As long as families exist, filmmakers will seek out the most bizarre examples, as Joe Berlinger and Bruce Sinofsky did in the deeply discomfiting Brother's Keeper. Similarly, debut director Crystal Moselle struck gold when she stumbled across the Angulo brothers of The Wolfpack.
The saga of these real-life Flowers in the Attic begins when a Midwestern farmer's daughter named Susanne travels to Peru, marries a kook who wants to start his own race, moves to New York, and attempts to have 10 children—because that's how Krishna would have it—but her body gives up after child #7 (a girl who floats around the periphery).

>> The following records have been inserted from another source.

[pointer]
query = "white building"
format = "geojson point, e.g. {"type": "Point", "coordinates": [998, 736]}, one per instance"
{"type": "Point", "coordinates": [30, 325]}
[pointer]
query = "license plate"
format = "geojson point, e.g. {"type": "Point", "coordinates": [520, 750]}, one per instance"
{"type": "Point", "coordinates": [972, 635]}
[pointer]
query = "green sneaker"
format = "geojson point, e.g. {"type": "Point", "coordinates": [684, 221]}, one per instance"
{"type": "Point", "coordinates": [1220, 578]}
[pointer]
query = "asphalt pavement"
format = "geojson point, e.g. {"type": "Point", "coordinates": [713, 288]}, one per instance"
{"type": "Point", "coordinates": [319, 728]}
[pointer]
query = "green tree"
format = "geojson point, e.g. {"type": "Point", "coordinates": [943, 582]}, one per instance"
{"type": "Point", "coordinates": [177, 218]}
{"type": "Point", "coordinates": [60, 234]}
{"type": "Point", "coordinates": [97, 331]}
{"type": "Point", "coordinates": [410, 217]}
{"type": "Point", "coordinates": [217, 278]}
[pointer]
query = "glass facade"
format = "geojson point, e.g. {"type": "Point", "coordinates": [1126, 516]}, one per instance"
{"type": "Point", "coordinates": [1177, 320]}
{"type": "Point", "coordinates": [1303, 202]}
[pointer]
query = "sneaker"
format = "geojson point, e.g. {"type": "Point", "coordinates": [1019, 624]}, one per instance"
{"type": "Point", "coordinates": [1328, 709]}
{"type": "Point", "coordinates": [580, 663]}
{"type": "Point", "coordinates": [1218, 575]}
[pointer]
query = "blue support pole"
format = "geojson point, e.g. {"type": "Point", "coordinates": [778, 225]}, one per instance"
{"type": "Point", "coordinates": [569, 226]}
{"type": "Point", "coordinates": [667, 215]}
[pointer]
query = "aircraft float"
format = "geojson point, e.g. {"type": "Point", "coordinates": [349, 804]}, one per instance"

In order to avoid the "contamination" of the Lower East Side, their layabout father, Oscar, forbids the kids from leaving the building. Life revolves around the prison-like flat where the six boys, who all have impossibly long hair, watch 5,000 movies over and over, leading them to construct costumes and film reenactments of Goodfellas, Reservoir Dogs, and other VHS classics.
It's cute, funny, and sad, but their warden can't contain them forever, and the power structure shifts toward the end.
Moselle embedded herself with the sextet for four years, and they're remarkably forthcoming, but her film practically demands a sequel, because things can go any way for these kids as they continue to explore the wider world their parents denied them.